EclectEcon

Economics and the mid-life crisis have much in common: Both dwell on foregone opportunities

C'est la vie; c'est la guerre; c'est la pomme de terre . . . . . . . . . . . . . email: jpalmer at uwo dot ca


. . . . . . . . . . .Richard Posner should be awarded the next Nobel Prize in Economics . . . . . . . . . . . .

Thursday, October 20, 2005

Feeling My Age

Today is my birthday. I'm 87 years old today. At least I feel that way sometimes.

I asked my introductory economics students if any of them had heard of Frank Zappa. They developed a puzzled, "Who's that?" look on their collective faces.

Here is (I think) the first album of The Mothers of Invention, Freak Out; I first heard it in 1965. It had such classics as "Wowie Zowie" and "Help! I'm a Rock".

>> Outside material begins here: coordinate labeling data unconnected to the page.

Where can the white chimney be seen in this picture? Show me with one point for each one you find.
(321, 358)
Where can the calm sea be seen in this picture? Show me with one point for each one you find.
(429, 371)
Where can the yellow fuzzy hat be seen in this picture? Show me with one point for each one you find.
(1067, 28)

Many afficiandos will disagree, but the other great album by Frank Zappa and the Mothers of Invention was this one:


It had the classics "Dinah - Moe - Hum", "Camarillo Brillo", and probably my all-time favourite, "Montana", which I have often used to illustrate production functions in my microeconomics theory classes: Production of dental floss as a function of beeswax, tweezers, pygmy ponies, white boxes, dental-floss bushes, and labour.

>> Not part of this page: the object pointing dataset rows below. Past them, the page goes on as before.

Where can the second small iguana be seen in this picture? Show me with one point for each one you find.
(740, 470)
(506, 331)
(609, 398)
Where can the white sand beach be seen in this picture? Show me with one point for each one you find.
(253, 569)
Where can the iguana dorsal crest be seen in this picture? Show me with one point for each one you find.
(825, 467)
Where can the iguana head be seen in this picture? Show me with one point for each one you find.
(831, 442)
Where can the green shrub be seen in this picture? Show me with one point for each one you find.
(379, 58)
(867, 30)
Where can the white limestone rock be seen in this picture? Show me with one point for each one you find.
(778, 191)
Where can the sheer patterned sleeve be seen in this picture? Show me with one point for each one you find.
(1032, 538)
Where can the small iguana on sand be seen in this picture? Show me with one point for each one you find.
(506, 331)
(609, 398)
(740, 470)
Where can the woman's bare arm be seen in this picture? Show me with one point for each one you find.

When I sing along with the song nowadays, I substitute "Alberta" for "Montana" to good effect.....

Well I might be movin' to Alberta soon
Just to raise me up a crop of dental floss.

... Raisin' it up, waxin' it down.
In a little white box that I can sell uptown.

By myself, I wouldn't have no boss,
But I'd be raisin' my lonely, dental floss.